My automotive companion for these watershed moments has been the Nissan X-trail, and together we've got along famously during the two most important journeys I've ever driven.
Nissan's mid-sized off-roader is certainly no racer, and in 2.0-litre petrol guise what it gains in refinement over the diesel it more than loses in torque.
Pulling away from a roundabout in third gear is a sluggish affair, 70mph feels fast enough on the motorway, and the roll induced by the car's high centre of gravity encourages judicious braking to well below 60mph for bends and curves on favourite A roads.
On the plus side, the car's height makes access extremely easy, an important consideration for my wife in the weeks either side of giving birth, and securing a baby in the back seat involves no awkward bending.
Furthermore, the high seating position delivers the same enhanced view of the road ahead as an MPV, which I find useful when driving and calming when stuck in a jam.
Where the X-trail scores over MPVs is its feeling of robust-ness.
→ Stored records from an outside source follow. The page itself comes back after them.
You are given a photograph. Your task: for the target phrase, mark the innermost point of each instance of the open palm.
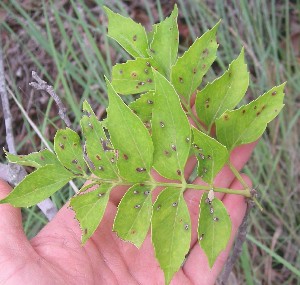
(55, 255)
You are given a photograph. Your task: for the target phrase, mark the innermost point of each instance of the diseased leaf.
(133, 76)
(89, 209)
(38, 185)
(68, 149)
(97, 146)
(211, 156)
(131, 138)
(171, 230)
(214, 228)
(129, 34)
(224, 93)
(34, 159)
(132, 221)
(189, 69)
(248, 123)
(143, 106)
(171, 132)
(164, 46)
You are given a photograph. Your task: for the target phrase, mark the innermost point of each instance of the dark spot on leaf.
(140, 169)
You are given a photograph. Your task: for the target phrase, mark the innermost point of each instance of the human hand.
(56, 256)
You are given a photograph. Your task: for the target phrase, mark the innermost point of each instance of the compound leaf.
(39, 185)
(170, 230)
(129, 34)
(189, 69)
(133, 76)
(211, 156)
(214, 228)
(89, 209)
(248, 123)
(68, 149)
(171, 132)
(131, 138)
(134, 213)
(164, 46)
(34, 159)
(143, 106)
(99, 152)
(224, 93)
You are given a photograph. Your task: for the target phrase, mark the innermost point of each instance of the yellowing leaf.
(129, 34)
(97, 146)
(132, 221)
(189, 69)
(224, 93)
(214, 228)
(171, 230)
(131, 138)
(89, 209)
(248, 123)
(211, 155)
(39, 185)
(171, 132)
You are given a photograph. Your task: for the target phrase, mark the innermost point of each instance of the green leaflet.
(133, 76)
(39, 185)
(131, 138)
(189, 69)
(248, 123)
(129, 34)
(164, 46)
(224, 93)
(211, 156)
(89, 208)
(171, 230)
(214, 228)
(97, 145)
(171, 132)
(134, 213)
(68, 149)
(143, 106)
(34, 159)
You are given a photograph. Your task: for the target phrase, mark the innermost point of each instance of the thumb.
(11, 229)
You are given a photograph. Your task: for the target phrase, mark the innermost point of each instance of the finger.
(196, 266)
(239, 157)
(11, 228)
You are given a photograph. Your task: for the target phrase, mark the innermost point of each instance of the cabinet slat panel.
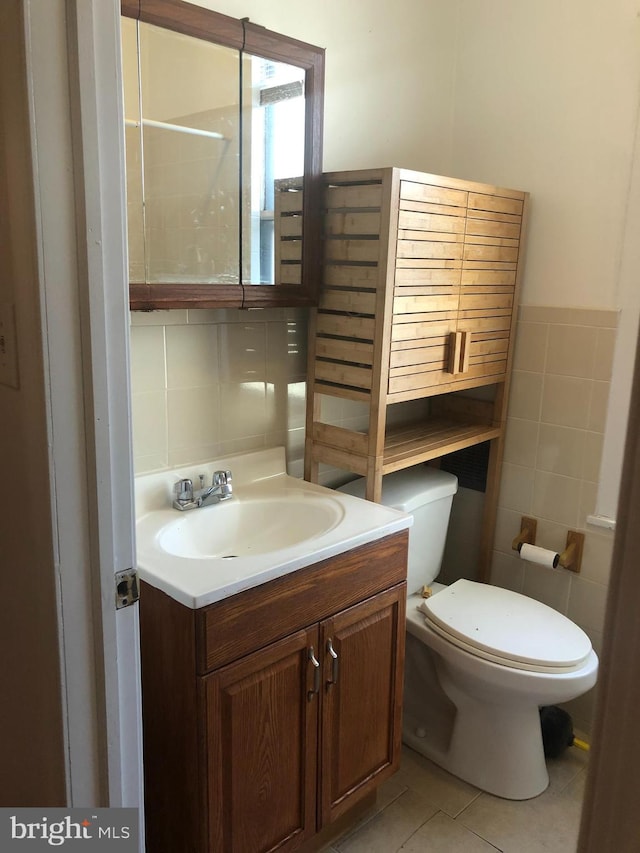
(433, 350)
(429, 208)
(367, 195)
(488, 277)
(361, 328)
(428, 192)
(497, 266)
(343, 374)
(489, 228)
(290, 226)
(361, 277)
(487, 289)
(489, 253)
(290, 274)
(340, 391)
(353, 223)
(430, 222)
(427, 290)
(414, 331)
(500, 204)
(336, 249)
(493, 216)
(415, 277)
(290, 250)
(484, 302)
(491, 346)
(423, 380)
(431, 236)
(418, 264)
(489, 324)
(348, 300)
(429, 249)
(482, 240)
(407, 305)
(289, 202)
(355, 352)
(341, 438)
(344, 459)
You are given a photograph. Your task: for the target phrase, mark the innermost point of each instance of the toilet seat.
(505, 627)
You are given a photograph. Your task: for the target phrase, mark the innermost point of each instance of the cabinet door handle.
(316, 675)
(335, 664)
(466, 352)
(455, 350)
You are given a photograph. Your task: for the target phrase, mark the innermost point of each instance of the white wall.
(546, 100)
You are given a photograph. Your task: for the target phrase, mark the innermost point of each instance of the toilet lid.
(507, 627)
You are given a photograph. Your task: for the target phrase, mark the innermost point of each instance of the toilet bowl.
(480, 660)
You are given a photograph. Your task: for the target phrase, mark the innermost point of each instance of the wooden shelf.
(410, 445)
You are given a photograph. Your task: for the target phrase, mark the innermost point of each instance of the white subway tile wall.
(213, 382)
(553, 447)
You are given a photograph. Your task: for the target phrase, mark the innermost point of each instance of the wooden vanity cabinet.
(269, 715)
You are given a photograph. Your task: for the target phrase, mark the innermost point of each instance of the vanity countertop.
(275, 524)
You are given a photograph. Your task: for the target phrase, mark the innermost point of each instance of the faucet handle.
(183, 490)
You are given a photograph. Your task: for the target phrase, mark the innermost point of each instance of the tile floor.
(423, 808)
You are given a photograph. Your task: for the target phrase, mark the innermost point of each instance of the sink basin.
(273, 525)
(242, 528)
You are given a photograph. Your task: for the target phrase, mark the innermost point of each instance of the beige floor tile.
(441, 834)
(448, 793)
(387, 831)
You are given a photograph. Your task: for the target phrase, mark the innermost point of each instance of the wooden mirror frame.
(214, 27)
I know all cars go through rigorous crash and safety tests, and there are lightweight cars that still provide exemplary driver and passenger protection, but sometimes it is reassuring to feel a certain 'butch' solidity in a car, via a heavy door clunk, square-jawed bonnet and chunky steering wheel, and the X-trail has all these qualities.
Our test X-trail also offers a particularly well-designed cabin, with a clear instrument binnacle in the centre of the dashboard, easy to use radio (and more complicated multi-feed CD-player), huge sunroof, and two ingenious mini-missile silos for chilling cans of drinks. Perhaps they could be converted to warm bottles of milk?
The flexibility of the rear-seat configuration is first class. The split rear seats fold truly flat and the backs make for a large and easy to clean surface.
The marketing pictures will no doubt show muddy mountain bikes in the back (and there is space), but I'd wager that the lifestyle of more customers involves muddy prams and buggies well before muddy bikes.
The X-trail runs in two-wheel drive mode for most of the time. Four-wheel drive is available on demand by pressing the 'auto' button on the dashboard that engages all four wheels when the car feels it necessary, while there is also a differential lock setting if you need maximum traction to tow a caravan across a muddy field.
The result is that in two-wheel drive mode there is not the fuel consumption penalty of a car running in four-wheel drive all the time.
So all in all I'm glad I've driven the X-trail during the last two weeks, but I do have one concern. If I am driving a 4x4 of this size when my son is just 24 hours old, how big a car will I need for his first school run?